Upper School

Ascend's model extends through the high school grades.

Few school management organizations propose to operate urban high schools. Their trepidation is understandable: Many students arrive performing far below grade level and require intensive remediation. Worse, chronic academic failure has bred alienation and hostility to schooling. Any effective intervention is assumed to be extraordinarily costly—even before considering the expense of providing the traditional high school amenities of academic electives, extracurricular activities, and expansive athletic offerings.

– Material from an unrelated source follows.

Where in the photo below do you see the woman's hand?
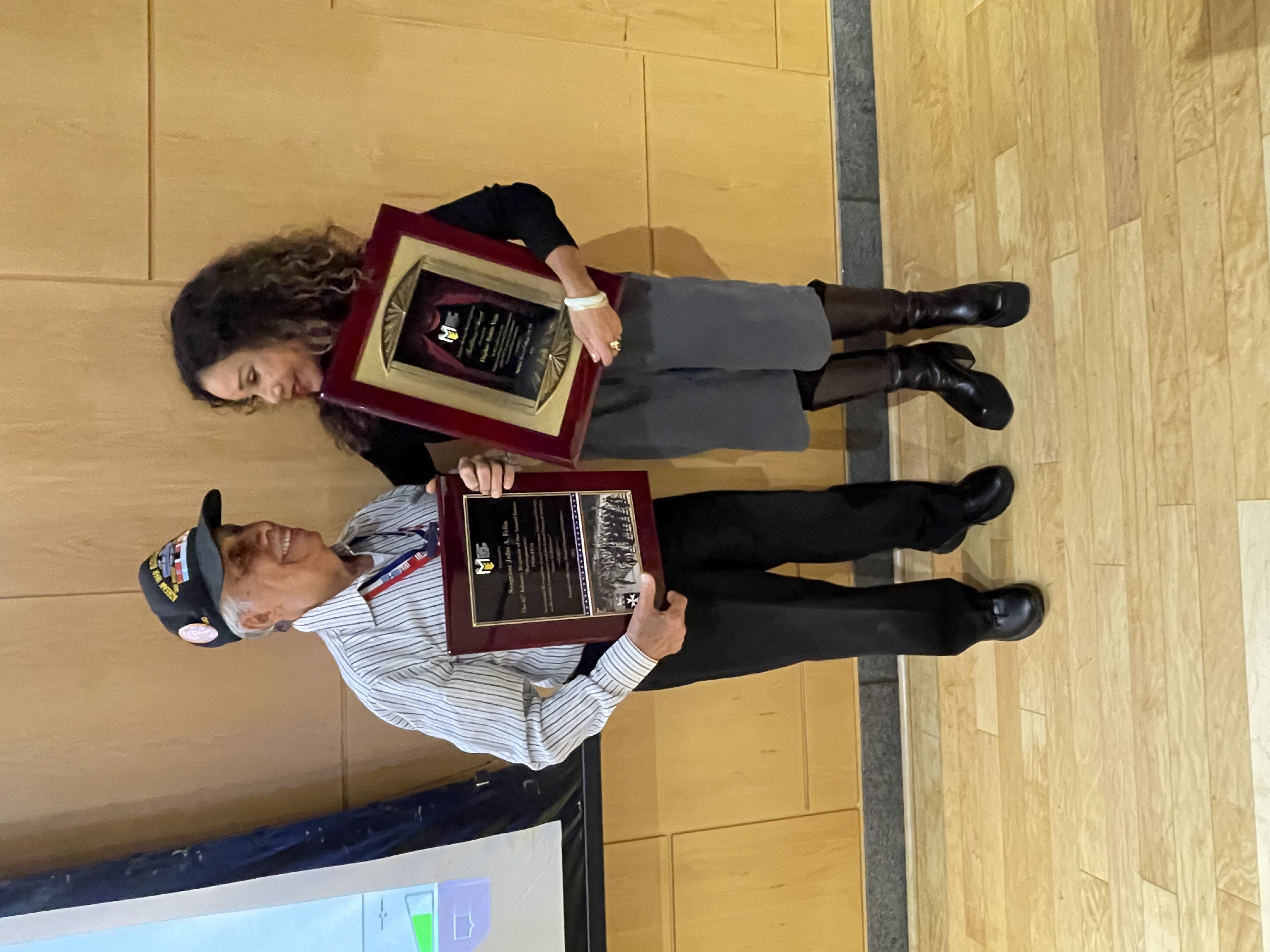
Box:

Equipped with SABIS’s proven systems, however, Ascend is pursuing K-12 opportunities with confidence. Each Ascend school will at maturity include a lower, middle, and upper school; the last will offer a rigorous, common studies program (as implemented at other successful SABIS schools) and a focused offering of athletic and extracurricular programming.

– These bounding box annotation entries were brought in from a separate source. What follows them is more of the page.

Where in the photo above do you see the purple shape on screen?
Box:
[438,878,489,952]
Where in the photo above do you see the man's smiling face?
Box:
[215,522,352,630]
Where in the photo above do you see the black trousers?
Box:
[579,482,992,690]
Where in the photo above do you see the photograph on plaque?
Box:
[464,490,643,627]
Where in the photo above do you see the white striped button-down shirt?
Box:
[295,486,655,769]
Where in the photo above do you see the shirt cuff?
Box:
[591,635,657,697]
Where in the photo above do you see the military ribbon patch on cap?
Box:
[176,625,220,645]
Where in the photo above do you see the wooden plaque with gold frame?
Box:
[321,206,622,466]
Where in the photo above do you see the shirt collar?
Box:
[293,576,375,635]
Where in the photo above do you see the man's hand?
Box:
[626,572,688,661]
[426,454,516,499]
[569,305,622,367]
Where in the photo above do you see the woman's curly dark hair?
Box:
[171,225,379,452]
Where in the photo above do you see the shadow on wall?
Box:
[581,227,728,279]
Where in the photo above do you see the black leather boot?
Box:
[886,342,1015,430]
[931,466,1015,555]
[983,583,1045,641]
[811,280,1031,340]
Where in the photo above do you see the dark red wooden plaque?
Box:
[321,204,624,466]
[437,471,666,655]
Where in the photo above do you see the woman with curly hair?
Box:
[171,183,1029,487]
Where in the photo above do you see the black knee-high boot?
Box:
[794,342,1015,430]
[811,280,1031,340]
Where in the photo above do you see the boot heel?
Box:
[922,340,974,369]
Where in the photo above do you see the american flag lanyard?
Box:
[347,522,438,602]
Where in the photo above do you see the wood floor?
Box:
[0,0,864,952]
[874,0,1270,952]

At a SABIS school in Springfield, Massachusetts, serving 1,500 racially and economically diverse students in K-12, every senior has gained college admission in each of the past seven years. Of the students enrolled in the school for at least two years, 100% passed the English portion of the MCAS (considered among the most rigorous state tests in the nation) and 99% passed the math portion of the test on their first try. Compared to the SABIS school, the percentage of Springfield district tenth-graders found proficient on the exam was 48 percentage points lower in English and 58 percentage points lower in math. Still more impressive is that the SABIS school’s low-income and minority tenth-graders approached universal proficiency in reading and math, beating district and statewide averages and literally closing the achievement gap. The waiting list, of nearly 2,700 students, is the largest of any Massachusetts charter school. In 2008, Newsweek named the SABIS school one of three urban "top U.S. high schools" in Massachusetts.

Ascend’s first high school will open in 2015.